Ever since the state budget train wreck forced the county to pull the plug on its winter beach water testing program two summers ago, nonprofit organization Santa Barbara Channelkeeper has been picking up the slack. Providing a massive public service to the thousands of surfers and swimmers who play in the Pacific Ocean during the months of November through March, Channelkeeper has been conducting weekly water testing at a dozen area beaches and has been the lone source of bacteria level updates. However, in recent months, the Channelkeeper program also found itself in jeopardy of becoming a casualty of economic strife-that is, until this week. Thanks to a 4-0 vote by the county supervisors on Tuesday (4th District’s Joni Gray was absent), the county will once again be providing the cash for winter quality tests, though Channelkeeper will continue to do the heavy lifting by carrying out the tests and informing the public. “Plain and simple, this is a public health issue” opined the 5th District’s Joe Centeno before the vote was cast. “I think we would be remiss if we did not do this.”
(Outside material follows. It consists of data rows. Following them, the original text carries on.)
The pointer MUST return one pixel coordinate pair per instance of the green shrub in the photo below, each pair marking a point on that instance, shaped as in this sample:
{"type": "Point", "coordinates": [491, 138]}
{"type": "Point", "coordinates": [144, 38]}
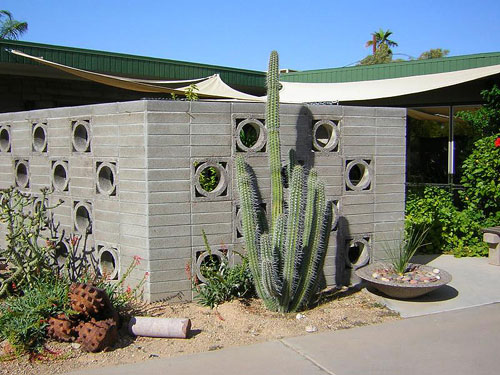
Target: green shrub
{"type": "Point", "coordinates": [451, 230]}
{"type": "Point", "coordinates": [223, 282]}
{"type": "Point", "coordinates": [23, 319]}
{"type": "Point", "coordinates": [481, 178]}
{"type": "Point", "coordinates": [25, 253]}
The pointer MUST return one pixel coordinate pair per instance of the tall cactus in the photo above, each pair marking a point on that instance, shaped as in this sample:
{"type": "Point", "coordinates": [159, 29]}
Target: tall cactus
{"type": "Point", "coordinates": [287, 261]}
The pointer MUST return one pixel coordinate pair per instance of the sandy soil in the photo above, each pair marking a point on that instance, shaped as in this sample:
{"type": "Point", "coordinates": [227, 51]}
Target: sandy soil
{"type": "Point", "coordinates": [240, 322]}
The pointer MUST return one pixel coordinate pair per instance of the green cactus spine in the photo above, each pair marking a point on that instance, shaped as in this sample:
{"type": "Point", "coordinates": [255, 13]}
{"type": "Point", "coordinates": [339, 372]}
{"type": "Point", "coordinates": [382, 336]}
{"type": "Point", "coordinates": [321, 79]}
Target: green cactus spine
{"type": "Point", "coordinates": [287, 261]}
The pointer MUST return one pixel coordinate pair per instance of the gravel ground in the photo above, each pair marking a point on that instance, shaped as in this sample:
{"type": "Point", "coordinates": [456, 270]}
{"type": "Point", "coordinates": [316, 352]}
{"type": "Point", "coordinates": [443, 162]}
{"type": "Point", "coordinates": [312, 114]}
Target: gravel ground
{"type": "Point", "coordinates": [240, 322]}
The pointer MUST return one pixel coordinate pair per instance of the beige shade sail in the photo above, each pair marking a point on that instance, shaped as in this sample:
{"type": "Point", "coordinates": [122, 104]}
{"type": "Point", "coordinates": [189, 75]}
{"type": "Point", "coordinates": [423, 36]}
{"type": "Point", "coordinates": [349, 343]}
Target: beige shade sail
{"type": "Point", "coordinates": [292, 92]}
{"type": "Point", "coordinates": [297, 92]}
{"type": "Point", "coordinates": [211, 87]}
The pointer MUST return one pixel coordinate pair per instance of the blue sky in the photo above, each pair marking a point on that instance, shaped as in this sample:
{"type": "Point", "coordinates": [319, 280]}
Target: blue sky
{"type": "Point", "coordinates": [322, 34]}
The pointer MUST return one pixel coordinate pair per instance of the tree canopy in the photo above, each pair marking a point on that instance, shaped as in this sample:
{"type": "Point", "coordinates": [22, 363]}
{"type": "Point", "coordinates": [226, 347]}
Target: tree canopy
{"type": "Point", "coordinates": [434, 53]}
{"type": "Point", "coordinates": [9, 27]}
{"type": "Point", "coordinates": [381, 38]}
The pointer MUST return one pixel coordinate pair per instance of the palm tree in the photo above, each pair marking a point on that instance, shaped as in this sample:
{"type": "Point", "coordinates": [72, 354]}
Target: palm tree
{"type": "Point", "coordinates": [381, 37]}
{"type": "Point", "coordinates": [9, 27]}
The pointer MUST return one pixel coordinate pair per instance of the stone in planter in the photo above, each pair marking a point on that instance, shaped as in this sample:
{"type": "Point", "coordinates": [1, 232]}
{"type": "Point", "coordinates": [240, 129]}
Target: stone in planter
{"type": "Point", "coordinates": [405, 287]}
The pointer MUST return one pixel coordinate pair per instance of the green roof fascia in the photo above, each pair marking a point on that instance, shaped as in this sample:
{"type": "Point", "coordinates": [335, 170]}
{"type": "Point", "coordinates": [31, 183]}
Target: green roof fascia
{"type": "Point", "coordinates": [394, 69]}
{"type": "Point", "coordinates": [127, 65]}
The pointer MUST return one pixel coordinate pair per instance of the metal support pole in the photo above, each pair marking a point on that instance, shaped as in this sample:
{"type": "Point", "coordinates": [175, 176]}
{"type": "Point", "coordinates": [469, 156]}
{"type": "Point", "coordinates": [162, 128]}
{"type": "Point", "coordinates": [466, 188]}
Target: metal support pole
{"type": "Point", "coordinates": [451, 147]}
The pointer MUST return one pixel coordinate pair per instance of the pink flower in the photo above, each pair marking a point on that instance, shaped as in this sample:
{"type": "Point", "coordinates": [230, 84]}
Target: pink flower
{"type": "Point", "coordinates": [137, 259]}
{"type": "Point", "coordinates": [74, 240]}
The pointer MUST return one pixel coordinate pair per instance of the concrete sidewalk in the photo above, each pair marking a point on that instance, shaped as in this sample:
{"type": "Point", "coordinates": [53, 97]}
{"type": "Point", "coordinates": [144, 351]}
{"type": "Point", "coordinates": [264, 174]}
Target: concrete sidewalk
{"type": "Point", "coordinates": [457, 342]}
{"type": "Point", "coordinates": [474, 283]}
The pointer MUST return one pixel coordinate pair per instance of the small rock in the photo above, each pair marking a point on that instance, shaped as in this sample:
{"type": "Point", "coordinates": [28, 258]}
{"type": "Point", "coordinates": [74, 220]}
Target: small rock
{"type": "Point", "coordinates": [311, 329]}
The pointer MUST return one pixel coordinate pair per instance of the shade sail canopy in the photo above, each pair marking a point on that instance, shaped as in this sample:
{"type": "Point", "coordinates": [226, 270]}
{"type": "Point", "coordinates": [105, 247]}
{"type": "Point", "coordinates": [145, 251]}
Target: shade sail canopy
{"type": "Point", "coordinates": [211, 87]}
{"type": "Point", "coordinates": [292, 92]}
{"type": "Point", "coordinates": [297, 92]}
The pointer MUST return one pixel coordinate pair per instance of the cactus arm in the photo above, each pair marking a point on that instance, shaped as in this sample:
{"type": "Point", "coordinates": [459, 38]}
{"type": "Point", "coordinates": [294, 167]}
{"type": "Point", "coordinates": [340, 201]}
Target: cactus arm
{"type": "Point", "coordinates": [314, 261]}
{"type": "Point", "coordinates": [268, 270]}
{"type": "Point", "coordinates": [273, 124]}
{"type": "Point", "coordinates": [293, 236]}
{"type": "Point", "coordinates": [249, 219]}
{"type": "Point", "coordinates": [310, 209]}
{"type": "Point", "coordinates": [292, 161]}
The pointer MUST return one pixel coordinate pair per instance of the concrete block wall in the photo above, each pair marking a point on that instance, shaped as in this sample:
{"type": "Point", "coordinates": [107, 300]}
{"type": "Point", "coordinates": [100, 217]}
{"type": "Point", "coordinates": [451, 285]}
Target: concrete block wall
{"type": "Point", "coordinates": [157, 149]}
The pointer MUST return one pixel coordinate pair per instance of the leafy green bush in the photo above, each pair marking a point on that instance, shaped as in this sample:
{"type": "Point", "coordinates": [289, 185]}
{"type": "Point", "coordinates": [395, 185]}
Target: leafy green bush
{"type": "Point", "coordinates": [25, 222]}
{"type": "Point", "coordinates": [451, 230]}
{"type": "Point", "coordinates": [481, 178]}
{"type": "Point", "coordinates": [23, 319]}
{"type": "Point", "coordinates": [223, 282]}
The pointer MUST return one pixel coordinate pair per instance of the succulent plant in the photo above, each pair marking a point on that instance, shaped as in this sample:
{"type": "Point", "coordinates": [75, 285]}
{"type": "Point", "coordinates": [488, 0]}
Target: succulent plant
{"type": "Point", "coordinates": [285, 262]}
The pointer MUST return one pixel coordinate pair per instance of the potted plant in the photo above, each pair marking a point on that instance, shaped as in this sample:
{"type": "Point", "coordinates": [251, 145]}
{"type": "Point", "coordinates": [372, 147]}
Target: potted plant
{"type": "Point", "coordinates": [398, 278]}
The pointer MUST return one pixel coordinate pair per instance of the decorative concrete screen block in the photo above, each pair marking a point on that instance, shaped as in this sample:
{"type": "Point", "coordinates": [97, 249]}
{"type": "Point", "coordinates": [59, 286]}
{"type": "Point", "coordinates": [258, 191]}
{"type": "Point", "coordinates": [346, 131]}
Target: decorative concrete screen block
{"type": "Point", "coordinates": [80, 135]}
{"type": "Point", "coordinates": [250, 135]}
{"type": "Point", "coordinates": [39, 137]}
{"type": "Point", "coordinates": [5, 138]}
{"type": "Point", "coordinates": [60, 175]}
{"type": "Point", "coordinates": [208, 259]}
{"type": "Point", "coordinates": [22, 173]}
{"type": "Point", "coordinates": [146, 177]}
{"type": "Point", "coordinates": [106, 178]}
{"type": "Point", "coordinates": [82, 217]}
{"type": "Point", "coordinates": [326, 135]}
{"type": "Point", "coordinates": [358, 174]}
{"type": "Point", "coordinates": [211, 179]}
{"type": "Point", "coordinates": [109, 261]}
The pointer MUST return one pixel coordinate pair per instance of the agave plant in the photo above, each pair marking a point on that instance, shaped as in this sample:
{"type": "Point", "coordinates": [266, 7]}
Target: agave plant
{"type": "Point", "coordinates": [402, 250]}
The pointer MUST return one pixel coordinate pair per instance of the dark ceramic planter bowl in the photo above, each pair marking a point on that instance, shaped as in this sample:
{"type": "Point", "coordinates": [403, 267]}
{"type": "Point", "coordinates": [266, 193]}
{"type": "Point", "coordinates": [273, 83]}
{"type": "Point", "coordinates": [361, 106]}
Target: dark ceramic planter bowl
{"type": "Point", "coordinates": [399, 290]}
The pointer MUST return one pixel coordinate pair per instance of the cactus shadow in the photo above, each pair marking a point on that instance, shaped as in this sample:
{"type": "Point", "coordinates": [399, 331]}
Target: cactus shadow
{"type": "Point", "coordinates": [343, 273]}
{"type": "Point", "coordinates": [303, 142]}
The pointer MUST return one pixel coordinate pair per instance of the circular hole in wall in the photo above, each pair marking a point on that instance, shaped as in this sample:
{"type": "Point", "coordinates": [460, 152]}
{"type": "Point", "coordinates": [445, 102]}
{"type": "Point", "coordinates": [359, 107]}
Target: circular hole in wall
{"type": "Point", "coordinates": [325, 135]}
{"type": "Point", "coordinates": [60, 178]}
{"type": "Point", "coordinates": [208, 261]}
{"type": "Point", "coordinates": [83, 218]}
{"type": "Point", "coordinates": [358, 175]}
{"type": "Point", "coordinates": [39, 138]}
{"type": "Point", "coordinates": [4, 139]}
{"type": "Point", "coordinates": [22, 174]}
{"type": "Point", "coordinates": [358, 253]}
{"type": "Point", "coordinates": [108, 263]}
{"type": "Point", "coordinates": [61, 253]}
{"type": "Point", "coordinates": [106, 179]}
{"type": "Point", "coordinates": [251, 135]}
{"type": "Point", "coordinates": [210, 179]}
{"type": "Point", "coordinates": [81, 137]}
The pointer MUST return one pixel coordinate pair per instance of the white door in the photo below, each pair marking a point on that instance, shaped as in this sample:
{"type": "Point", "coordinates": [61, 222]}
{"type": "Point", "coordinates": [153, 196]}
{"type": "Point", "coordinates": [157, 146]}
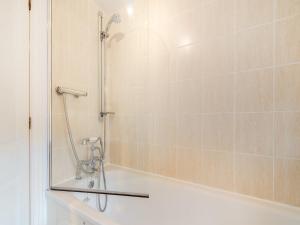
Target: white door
{"type": "Point", "coordinates": [14, 112]}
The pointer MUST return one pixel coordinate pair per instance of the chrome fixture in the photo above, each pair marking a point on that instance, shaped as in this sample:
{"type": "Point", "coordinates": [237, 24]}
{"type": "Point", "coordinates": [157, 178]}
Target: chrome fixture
{"type": "Point", "coordinates": [115, 18]}
{"type": "Point", "coordinates": [76, 93]}
{"type": "Point", "coordinates": [103, 114]}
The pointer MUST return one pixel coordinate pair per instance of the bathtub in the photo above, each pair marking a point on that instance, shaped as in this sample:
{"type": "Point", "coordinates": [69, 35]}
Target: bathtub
{"type": "Point", "coordinates": [171, 202]}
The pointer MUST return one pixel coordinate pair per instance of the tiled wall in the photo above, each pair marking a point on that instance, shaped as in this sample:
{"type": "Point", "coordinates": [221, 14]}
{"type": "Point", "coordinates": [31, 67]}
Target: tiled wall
{"type": "Point", "coordinates": [74, 65]}
{"type": "Point", "coordinates": [209, 92]}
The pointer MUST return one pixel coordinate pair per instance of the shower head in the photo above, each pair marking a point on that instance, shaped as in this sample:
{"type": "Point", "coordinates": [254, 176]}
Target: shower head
{"type": "Point", "coordinates": [115, 18]}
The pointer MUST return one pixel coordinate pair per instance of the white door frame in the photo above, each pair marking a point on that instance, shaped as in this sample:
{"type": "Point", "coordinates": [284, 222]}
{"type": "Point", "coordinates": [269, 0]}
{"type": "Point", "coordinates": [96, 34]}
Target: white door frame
{"type": "Point", "coordinates": [39, 110]}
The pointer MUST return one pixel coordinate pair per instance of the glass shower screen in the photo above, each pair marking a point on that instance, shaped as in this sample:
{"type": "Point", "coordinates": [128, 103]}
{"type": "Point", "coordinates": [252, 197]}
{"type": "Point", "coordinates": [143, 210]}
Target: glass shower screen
{"type": "Point", "coordinates": [85, 118]}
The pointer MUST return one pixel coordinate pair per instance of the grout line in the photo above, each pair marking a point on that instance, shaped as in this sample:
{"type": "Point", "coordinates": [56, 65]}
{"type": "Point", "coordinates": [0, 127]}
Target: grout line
{"type": "Point", "coordinates": [274, 74]}
{"type": "Point", "coordinates": [234, 95]}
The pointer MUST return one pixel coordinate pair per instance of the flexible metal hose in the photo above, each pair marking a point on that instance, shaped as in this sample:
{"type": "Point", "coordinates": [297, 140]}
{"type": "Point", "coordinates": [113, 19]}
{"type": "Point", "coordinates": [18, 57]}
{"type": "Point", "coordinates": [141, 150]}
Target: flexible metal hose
{"type": "Point", "coordinates": [102, 174]}
{"type": "Point", "coordinates": [71, 137]}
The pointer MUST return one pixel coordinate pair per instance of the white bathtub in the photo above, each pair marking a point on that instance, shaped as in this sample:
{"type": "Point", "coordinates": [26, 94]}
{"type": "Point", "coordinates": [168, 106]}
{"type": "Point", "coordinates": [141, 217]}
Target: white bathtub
{"type": "Point", "coordinates": [171, 203]}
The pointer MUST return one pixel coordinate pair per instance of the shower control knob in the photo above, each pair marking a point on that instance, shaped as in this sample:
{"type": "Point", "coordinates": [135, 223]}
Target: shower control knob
{"type": "Point", "coordinates": [90, 140]}
{"type": "Point", "coordinates": [102, 114]}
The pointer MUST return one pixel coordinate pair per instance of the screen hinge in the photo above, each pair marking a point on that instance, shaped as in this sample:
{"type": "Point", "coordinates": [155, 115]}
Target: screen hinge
{"type": "Point", "coordinates": [29, 5]}
{"type": "Point", "coordinates": [29, 123]}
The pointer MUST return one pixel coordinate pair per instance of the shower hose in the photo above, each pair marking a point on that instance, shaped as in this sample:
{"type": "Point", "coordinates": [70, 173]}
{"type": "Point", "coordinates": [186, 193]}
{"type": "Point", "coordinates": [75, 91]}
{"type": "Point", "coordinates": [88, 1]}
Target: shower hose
{"type": "Point", "coordinates": [101, 159]}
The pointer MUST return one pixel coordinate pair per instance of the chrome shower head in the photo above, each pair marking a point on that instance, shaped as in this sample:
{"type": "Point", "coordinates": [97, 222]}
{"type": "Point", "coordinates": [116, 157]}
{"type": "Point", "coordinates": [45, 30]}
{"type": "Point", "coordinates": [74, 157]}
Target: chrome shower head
{"type": "Point", "coordinates": [115, 18]}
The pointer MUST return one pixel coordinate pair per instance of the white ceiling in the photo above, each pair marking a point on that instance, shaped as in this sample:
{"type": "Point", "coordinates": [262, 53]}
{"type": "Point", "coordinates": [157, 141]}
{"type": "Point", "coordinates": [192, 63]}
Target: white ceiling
{"type": "Point", "coordinates": [110, 6]}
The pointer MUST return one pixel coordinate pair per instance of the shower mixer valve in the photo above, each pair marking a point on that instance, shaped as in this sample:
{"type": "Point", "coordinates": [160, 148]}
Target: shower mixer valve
{"type": "Point", "coordinates": [91, 164]}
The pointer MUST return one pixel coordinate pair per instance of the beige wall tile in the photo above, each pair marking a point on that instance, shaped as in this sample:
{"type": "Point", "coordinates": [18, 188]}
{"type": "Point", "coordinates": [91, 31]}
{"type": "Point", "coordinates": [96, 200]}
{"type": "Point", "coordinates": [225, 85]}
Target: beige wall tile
{"type": "Point", "coordinates": [287, 41]}
{"type": "Point", "coordinates": [189, 62]}
{"type": "Point", "coordinates": [217, 55]}
{"type": "Point", "coordinates": [287, 181]}
{"type": "Point", "coordinates": [254, 133]}
{"type": "Point", "coordinates": [188, 96]}
{"type": "Point", "coordinates": [255, 48]}
{"type": "Point", "coordinates": [253, 12]}
{"type": "Point", "coordinates": [254, 91]}
{"type": "Point", "coordinates": [287, 8]}
{"type": "Point", "coordinates": [217, 169]}
{"type": "Point", "coordinates": [254, 176]}
{"type": "Point", "coordinates": [217, 132]}
{"type": "Point", "coordinates": [188, 164]}
{"type": "Point", "coordinates": [217, 94]}
{"type": "Point", "coordinates": [287, 134]}
{"type": "Point", "coordinates": [287, 88]}
{"type": "Point", "coordinates": [188, 131]}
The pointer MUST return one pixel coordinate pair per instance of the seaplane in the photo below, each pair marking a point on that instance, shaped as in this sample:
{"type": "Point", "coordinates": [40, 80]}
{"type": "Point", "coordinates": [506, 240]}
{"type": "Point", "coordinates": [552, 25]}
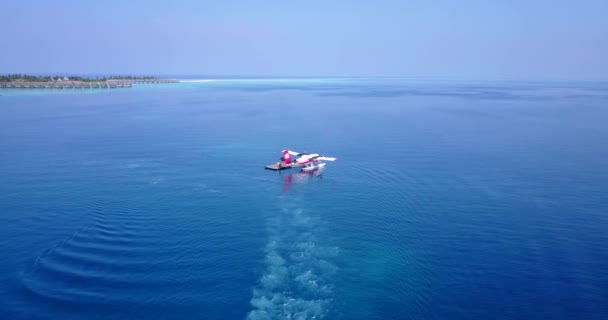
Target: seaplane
{"type": "Point", "coordinates": [305, 161]}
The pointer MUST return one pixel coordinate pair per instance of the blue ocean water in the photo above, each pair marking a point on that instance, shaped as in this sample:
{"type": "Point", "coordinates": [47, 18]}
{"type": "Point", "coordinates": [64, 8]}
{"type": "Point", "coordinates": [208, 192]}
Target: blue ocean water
{"type": "Point", "coordinates": [450, 200]}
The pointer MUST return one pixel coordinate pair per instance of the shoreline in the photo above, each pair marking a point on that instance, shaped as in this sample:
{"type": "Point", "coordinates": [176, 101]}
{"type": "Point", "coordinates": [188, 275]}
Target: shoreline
{"type": "Point", "coordinates": [76, 84]}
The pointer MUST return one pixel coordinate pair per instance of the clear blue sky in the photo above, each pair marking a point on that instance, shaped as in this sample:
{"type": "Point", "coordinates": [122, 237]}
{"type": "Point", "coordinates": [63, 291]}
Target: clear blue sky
{"type": "Point", "coordinates": [470, 39]}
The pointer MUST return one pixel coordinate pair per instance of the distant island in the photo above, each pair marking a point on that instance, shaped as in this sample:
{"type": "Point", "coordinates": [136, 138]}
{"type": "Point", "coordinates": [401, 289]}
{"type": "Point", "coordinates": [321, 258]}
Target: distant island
{"type": "Point", "coordinates": [75, 82]}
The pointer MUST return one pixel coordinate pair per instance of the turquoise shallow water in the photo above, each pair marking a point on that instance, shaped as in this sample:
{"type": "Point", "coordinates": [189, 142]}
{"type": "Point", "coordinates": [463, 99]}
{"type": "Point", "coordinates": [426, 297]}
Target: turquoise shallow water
{"type": "Point", "coordinates": [450, 200]}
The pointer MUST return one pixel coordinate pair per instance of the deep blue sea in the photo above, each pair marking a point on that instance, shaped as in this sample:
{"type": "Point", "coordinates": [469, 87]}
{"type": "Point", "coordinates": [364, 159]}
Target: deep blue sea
{"type": "Point", "coordinates": [450, 200]}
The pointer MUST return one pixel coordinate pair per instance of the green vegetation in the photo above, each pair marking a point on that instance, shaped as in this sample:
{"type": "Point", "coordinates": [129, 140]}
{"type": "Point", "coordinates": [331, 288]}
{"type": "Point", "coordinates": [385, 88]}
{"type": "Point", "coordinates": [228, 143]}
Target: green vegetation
{"type": "Point", "coordinates": [29, 78]}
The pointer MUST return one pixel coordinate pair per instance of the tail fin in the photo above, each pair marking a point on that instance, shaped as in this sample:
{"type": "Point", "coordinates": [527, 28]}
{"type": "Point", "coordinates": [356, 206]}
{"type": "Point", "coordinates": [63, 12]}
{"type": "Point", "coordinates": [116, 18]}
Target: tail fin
{"type": "Point", "coordinates": [287, 157]}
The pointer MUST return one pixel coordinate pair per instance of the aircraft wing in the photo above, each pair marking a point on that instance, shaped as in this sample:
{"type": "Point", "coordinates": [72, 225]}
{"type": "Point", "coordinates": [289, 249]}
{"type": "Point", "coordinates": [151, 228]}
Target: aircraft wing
{"type": "Point", "coordinates": [322, 158]}
{"type": "Point", "coordinates": [293, 153]}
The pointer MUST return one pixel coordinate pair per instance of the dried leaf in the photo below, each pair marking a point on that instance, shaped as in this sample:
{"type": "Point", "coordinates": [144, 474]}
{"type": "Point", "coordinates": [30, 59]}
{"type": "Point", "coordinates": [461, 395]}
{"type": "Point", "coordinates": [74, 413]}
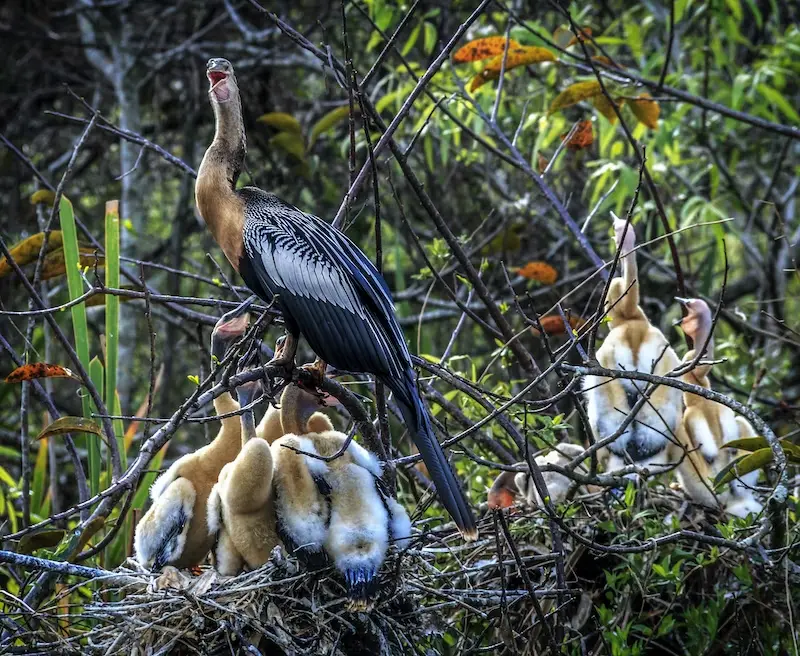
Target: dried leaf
{"type": "Point", "coordinates": [646, 110]}
{"type": "Point", "coordinates": [581, 138]}
{"type": "Point", "coordinates": [330, 120]}
{"type": "Point", "coordinates": [39, 370]}
{"type": "Point", "coordinates": [520, 56]}
{"type": "Point", "coordinates": [71, 425]}
{"type": "Point", "coordinates": [484, 48]}
{"type": "Point", "coordinates": [27, 251]}
{"type": "Point", "coordinates": [539, 271]}
{"type": "Point", "coordinates": [553, 324]}
{"type": "Point", "coordinates": [574, 93]}
{"type": "Point", "coordinates": [281, 121]}
{"type": "Point", "coordinates": [43, 196]}
{"type": "Point", "coordinates": [583, 34]}
{"type": "Point", "coordinates": [605, 107]}
{"type": "Point", "coordinates": [542, 164]}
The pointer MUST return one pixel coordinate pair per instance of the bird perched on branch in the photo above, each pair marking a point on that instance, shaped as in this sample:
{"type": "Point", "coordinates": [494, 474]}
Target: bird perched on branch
{"type": "Point", "coordinates": [707, 426]}
{"type": "Point", "coordinates": [241, 509]}
{"type": "Point", "coordinates": [333, 509]}
{"type": "Point", "coordinates": [633, 344]}
{"type": "Point", "coordinates": [325, 286]}
{"type": "Point", "coordinates": [174, 531]}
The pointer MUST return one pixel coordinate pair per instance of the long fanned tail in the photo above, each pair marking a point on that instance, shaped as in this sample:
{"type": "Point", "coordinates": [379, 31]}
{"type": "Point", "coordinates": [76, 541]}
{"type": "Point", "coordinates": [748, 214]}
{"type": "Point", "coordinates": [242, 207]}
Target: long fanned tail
{"type": "Point", "coordinates": [445, 481]}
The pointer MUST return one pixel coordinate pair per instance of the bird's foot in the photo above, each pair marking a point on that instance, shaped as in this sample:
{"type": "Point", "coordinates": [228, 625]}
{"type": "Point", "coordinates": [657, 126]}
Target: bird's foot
{"type": "Point", "coordinates": [285, 349]}
{"type": "Point", "coordinates": [317, 370]}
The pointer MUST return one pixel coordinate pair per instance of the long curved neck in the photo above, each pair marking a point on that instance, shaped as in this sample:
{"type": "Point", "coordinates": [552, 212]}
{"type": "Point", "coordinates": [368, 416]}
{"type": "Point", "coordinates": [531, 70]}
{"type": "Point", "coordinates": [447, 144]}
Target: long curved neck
{"type": "Point", "coordinates": [215, 191]}
{"type": "Point", "coordinates": [630, 276]}
{"type": "Point", "coordinates": [229, 438]}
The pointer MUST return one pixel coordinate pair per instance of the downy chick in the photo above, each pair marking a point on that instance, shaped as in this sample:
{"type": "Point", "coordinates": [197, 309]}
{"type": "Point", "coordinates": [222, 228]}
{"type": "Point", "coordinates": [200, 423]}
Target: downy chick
{"type": "Point", "coordinates": [708, 425]}
{"type": "Point", "coordinates": [633, 344]}
{"type": "Point", "coordinates": [241, 509]}
{"type": "Point", "coordinates": [174, 531]}
{"type": "Point", "coordinates": [510, 485]}
{"type": "Point", "coordinates": [334, 509]}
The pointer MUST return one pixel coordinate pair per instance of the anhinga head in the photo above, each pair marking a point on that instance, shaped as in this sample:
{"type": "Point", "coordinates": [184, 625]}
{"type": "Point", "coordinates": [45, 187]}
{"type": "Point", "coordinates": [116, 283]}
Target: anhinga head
{"type": "Point", "coordinates": [223, 87]}
{"type": "Point", "coordinates": [504, 491]}
{"type": "Point", "coordinates": [624, 238]}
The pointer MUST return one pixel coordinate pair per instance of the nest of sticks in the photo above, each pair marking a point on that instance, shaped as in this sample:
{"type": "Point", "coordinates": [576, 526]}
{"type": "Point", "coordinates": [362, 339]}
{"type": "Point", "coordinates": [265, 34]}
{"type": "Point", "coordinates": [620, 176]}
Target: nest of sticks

While the State of California mandates that the county test its beaches during the summer months of April through October, it doesn’t require anything to happen for the rest of the year, despite the fact that the wet winter months are more likely to create water quality issues due to storm water runoff. As a result, in the summer of 2008, after the state cut funding for winter testing programs, the county decided to pull the plug on its monitoring program. Knowing that the winter months are a time of year that many local beachgoers-especially surfers-live for, Channelkeeper, in conjunction with the City of Santa Barbara Creeks Division, stepped in and started the once-weekly tests for indicator bacteria like E-coli coliform and Enterococcus.
From Refugio State Beach to Rincon Point, Channelkeeper staff and interns tested 12 beaches every Monday (with the city handling testing duties at East Beach, Leadbetter, and Arroyo Burro) and provided their findings to the public free of charge via local news media and their Web site (www.sbck.org) on Tuesday evenings. Further, if a beach was tagged with a “warning”-based on California State Water Board thresholds-Channelkeeper would return to the site on Thursdays for a second test and post the follow-up results before the weekend. Last week, despite only having enough cash to carry out the testing for about two months, the organization’s testers picked up where they left off last March and released their first results of the new rainy season on November 3.
Now, thanks to the proposal made by 1st District Supervisor Salud Carbajal this week, funding won’t be an issue for the testing program for the rest of this winter and, hopefully, for years to come. According to county staff, it cost the county some $52,000 annually to run the winter months program, but Channelkeeper needs only $15,000 to carry out essentially the exact same service. Speaking about the decision to provide Channelkeepr with the money necessary to keep the program going (the funds will come from tobacco-taxes), 2nd District Supervisor Janet Wolf said, “This is one of those minimal amounts [that we spend] that have a significant impact for our residents.”
While Channelkeeper will continue to inform the public of its findings via prior methods, the group will also be physically posting the weekly results at the Arroyo Burro Water Resource Center and the Sea Center on Stearns Wharf. The County Health Department, citing a lack of funding, a lack of mandate, and the fact that the Channelkeeper’s lab is not state certified, will not be posting its tell-tale, bright orange “Warning/Aviso” signs at area beaches based on the nonprofit’s test results. A staple of the days when the county was implementing the program, the signs-which would be hung in parking lots and on the end of stakes stuck in the sand of offending beaches- will not be present this winter, even if a beach is identified as having dangerous levels of bacteria.